The average annual performance is 15-20% per year (for me since ’99).

What’s better, the performance comes whatever the stock market does. Whether it crashes, goes sideways or up is no concern.

Why do so few people take a similar approach?


Hi Mark,

Thanks very much for your comments. I can’t speak for others, but I suppose the most prevalent reasons people avoid a neutral (or hedge fund, if you will) approach is the perception that it’s much riskier, and/or they don’t know what one is or how to set one up. Perhaps this perception is wrong, and we’ve been somewhat brainwashed by conventional wisdom sold to us by mainstream money managers, but that’s the general consensus.

I visited your site, and the service your selling is very unusual in that, assuming it works as you say, your target audience would appear to be fairly wealthy individuals who are interested in actively managing their porftolio.

My guess is that if personal finance blogs out there are any good indication, most average Americans don’t have the kind of money, discipline, or understanding to invest the way you recommend. I’ve known many people who’ve shorted or have used margin to buy stocks only to find themselves in deep trouble because they had no idea what they were doing. And the ones who do have money tend to either want something passive that “costs” nothing, or they’re willing to pay someone to take care of it for them rather than take an active approach (or even learn about investing), like what you’re offering.
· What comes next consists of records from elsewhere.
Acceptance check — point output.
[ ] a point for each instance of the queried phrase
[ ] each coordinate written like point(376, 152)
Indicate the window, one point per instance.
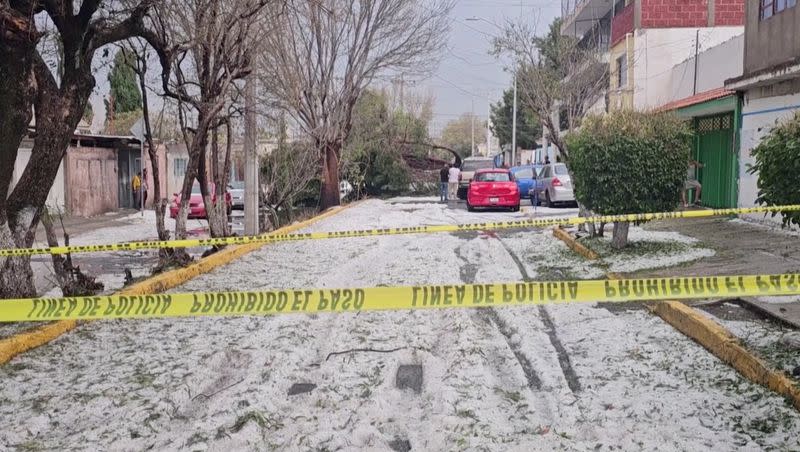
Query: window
point(771, 7)
point(179, 167)
point(622, 71)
Although I admit I’m still very much a student when it comes to investing, I’ll give you my experience, for what it’s worth. The key words in your question are “a well-chosen portfolio”. Such a thing is tough to find. It takes me forever to find any stocks in which to take simple, long positions, and I’ve never shorted a stock with real money. In my experience, even theoretical neutral portfolios don’t always perform well. For example, in April 2003, I took a class in which our group chose KKD at a price of ~34 as a candidate that was ripe for a fall: it was obviously overvalued, had questionable accounting, unsustainable implied growth that sell-side analysts were rah-rahhing expectantly to the market, etc.

Yet KKD continued to surge to 50 before finally, a year later, desending back to 34 and continuing its fall. Maybe this is a reasonable time to wait for a market correction, but as an average individual investor, my understanding (perhaps incorrect) is that there are both time and financial limitations and difficulties to shorting a stock.

Had I really shorted the stock with my own cash, wouldn’t I have had to cover my short once KKD surged to 50? And that would have been quite costly to do. Finally, it’s easy to look back now and see that KKD ended up being a decent short play, but at the time, and with real money, I’m sure it would have been nervewracking, to say the least. To be sure, the toughest thing about developing a good portfolio (neutral or otherwise) is successfully analyzing and choosing the right stocks on a consistent basis.

I admit I was very skeptical of your method because I’m always wary of anyone who claims that a strategy will work well regardless of how the market moves. On the other hand, I have no doubt you’re much better at picking stocks than I am. I also read through your newsletter and appreciate that you highlight that your methodology isn’t guaranteed to be successful all the time, and that you have had a 3rd party, isfa, confirm your performance. I also agree with many of your statements and am a fan of techniques in general that eschew conventional thinking. As such, I’m willing to give you the benefit of the doubt that your strategy has worked for you. Still, I have a bit of a hard time swallowing a $1495 per year fee for the advice. At the recommended $50K investment amount, that’s nearly 3% in fees. I’m not saying your advice isn’t worth it, but I’m just not yet convinced, having only read about your methods on a website.

(By the way, may I ask why do you choose to benchmark your portfolio’s performance against the S&P 500? If your case studies are a good indication, most of your picks are small-cap stocks. Why not benchmark against the Russell 2000, which you still outperformed?)

Thanks again for sharing your thoughts and questions!